Christmas is about expectations. “Come thou long expected Jesus” was the prayer of God’s chosen people as they waited for the Messiah. In celebrating Advent, we enter into those expectations and rejoice in their fulfillment.
This side of the incarnation, we often load Christmas down with other expectations. I could give examples, but it is probably whatever you are thinking about right now. And when people or presents don’t meet our holiday expectations it leads to all kinds of emotional turmoil.
Unrealistic Expectations = Unruly Emotions
What should we expect this Christmas?
First, we should expect nothing.
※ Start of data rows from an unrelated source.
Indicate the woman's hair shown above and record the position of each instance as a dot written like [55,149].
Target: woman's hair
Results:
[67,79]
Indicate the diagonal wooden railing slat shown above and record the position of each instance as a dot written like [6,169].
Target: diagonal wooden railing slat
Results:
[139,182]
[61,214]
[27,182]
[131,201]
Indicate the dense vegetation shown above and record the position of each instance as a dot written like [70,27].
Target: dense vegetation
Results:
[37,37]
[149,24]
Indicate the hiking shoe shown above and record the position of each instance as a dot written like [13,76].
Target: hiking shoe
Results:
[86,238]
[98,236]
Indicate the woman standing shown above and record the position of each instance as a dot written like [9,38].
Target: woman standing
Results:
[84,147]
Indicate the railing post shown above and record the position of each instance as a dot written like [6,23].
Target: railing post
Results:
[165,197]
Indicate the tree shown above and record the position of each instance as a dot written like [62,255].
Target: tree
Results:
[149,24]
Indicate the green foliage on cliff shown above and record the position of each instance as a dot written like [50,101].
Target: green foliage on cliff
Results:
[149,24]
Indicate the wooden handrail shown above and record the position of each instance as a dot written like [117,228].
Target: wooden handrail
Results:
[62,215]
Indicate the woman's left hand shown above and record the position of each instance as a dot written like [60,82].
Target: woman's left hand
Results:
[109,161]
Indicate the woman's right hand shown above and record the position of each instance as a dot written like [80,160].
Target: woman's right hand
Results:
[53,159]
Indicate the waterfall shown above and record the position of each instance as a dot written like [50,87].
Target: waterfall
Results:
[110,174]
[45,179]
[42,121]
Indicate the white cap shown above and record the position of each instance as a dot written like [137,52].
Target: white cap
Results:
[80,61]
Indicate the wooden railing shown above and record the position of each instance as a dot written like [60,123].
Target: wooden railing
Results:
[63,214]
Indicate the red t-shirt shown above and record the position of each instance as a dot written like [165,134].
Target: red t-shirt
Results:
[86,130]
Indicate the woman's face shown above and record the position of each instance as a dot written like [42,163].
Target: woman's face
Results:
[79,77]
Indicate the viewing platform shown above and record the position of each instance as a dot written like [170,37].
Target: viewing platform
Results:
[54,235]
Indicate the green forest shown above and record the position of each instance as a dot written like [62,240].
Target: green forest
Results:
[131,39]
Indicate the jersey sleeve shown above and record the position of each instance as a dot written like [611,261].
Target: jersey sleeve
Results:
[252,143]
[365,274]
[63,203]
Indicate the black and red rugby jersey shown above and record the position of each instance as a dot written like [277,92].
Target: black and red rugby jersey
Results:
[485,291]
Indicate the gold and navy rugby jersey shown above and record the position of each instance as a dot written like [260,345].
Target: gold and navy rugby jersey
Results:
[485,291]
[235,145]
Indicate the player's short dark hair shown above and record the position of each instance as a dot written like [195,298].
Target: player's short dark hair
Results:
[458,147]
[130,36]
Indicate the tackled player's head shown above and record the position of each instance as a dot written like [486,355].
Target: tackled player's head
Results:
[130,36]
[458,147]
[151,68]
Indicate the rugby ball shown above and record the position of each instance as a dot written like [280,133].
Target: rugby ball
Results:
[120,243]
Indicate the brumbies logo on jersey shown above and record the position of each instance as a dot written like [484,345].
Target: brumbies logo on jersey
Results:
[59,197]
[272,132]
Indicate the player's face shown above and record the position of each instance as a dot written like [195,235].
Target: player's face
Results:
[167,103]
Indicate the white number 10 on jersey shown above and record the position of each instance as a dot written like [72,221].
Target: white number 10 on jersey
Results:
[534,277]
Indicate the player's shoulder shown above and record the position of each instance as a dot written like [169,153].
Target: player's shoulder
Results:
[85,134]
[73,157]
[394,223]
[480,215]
If we go into the holidays with zero expectations of how our husband will shop for us or how our children will behave or how our sister will treat us, our emotions will be unruffled by other people.
In other words, the best way to prepare our emotions for Christmas is to repent from idolatry. Remember, as John Calvin warned us, the evil of our desires is not so much in what we desire, but that we desire it too much. We often call these desires “expectations.” And where you have “disappointed expectations,” more often than not, you’ll find an idol lurking nearby.
When we do away with selfish expectations–or as the Bible likes to call them, “worthless idols”–we can expect peaceful emotions this Christmas.
Secondly, we should expect trouble. For the Christian, trouble around the holidays should not be unexpected. Our Lord has promised that, “in this world you will have tribulation” (John 16:33); and, to paraphrase my dad, “Sin doesn’t take a holiday.”
Expect that your children will be ungrateful or that your uncle will be rude. Expect trouble this Christmas and you will be better prepared to handle it emotionally.
Our secular culture tries to ignore the reality of trouble around the holidays, covering their eyes with sentimentality:
“Have yourself a Merry little Christmas,
May your heart be light
From now on our troubles will be out of sight…
From now on our troubles will be miles away…”
For the Christian, our troubles will be miles away and out of sight—one day. But that is the promise of heaven, not Christmas. Unless the Lord returns or calls us home, trouble is an ever-present reality, sometimes especially so at Christmas.
Christmas is about celebrating the fulfilled expectation of Christ come to earth, even as we wait in expectation of his glorious return. As we celebrate the “already” we must expect the “not yet.”
Not only must we expect trouble, but because of Christmas, we can also expect grace. Christ has come! God is with us! Hebrews 2 highlights the grace we can expect, because of the incarnation:
Therefore he had to be made like his brothers in every respect, so that he might become a merciful and faithful high priest in the service of God, to make propitiation for the sins of the people. For because he himself has suffered when tempted, he is able to help those who are being tempted.
In our Christmas troubles and temptations, we can expect the help of God-incarnate. God is with us and God is with us to help. He has made propitiation for every sin, and he is able to help us resist every emotional temptation.
When we set our Christmas expectations on Christ, we will not be disappointed.